さほど時間を掛けず、嘉神は眠りに落ちていく。
「…………」
嘉神が連れてきたときから同じベッドの上で丸くなっていた黒猫が顔を上げた。
起き上がり、嘉神の顔の傍へと静かに歩み寄る。
さり、と嘉神の頬を舐める。
「ん……」
眉を寄せて嘉神は顔を背ける。が、起きたわけでもなく、不快そうでもない。
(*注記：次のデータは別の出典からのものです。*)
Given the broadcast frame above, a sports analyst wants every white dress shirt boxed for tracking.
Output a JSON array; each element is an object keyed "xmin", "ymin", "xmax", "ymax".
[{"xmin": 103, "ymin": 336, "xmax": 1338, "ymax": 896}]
口の端には微かに笑みが浮かんでいる。
「…………」
と、嘉神の寝顔を見つめていた黒猫の姿が、淡い光に包まれた。
猫の姿は光の中で崩れ大きく広がったかと思うと、瞬く間に少女の姿を形取っていく。
やがて光が消えた後には、黒猫の代わりにレンの姿があった。
――…………
レンはぺたりとベッドに座り込んで嘉神を見つめた。
嘉神は黒猫がレンに変わったのにも気づかず、静かに眠り続けている。
レンはゆっくりと、眠る嘉神に顔を寄せた。長い青銀の髪がさらりと流れ、その顔を隠す。
ややあって、小さな少女の声が、夜の空気を震わせた。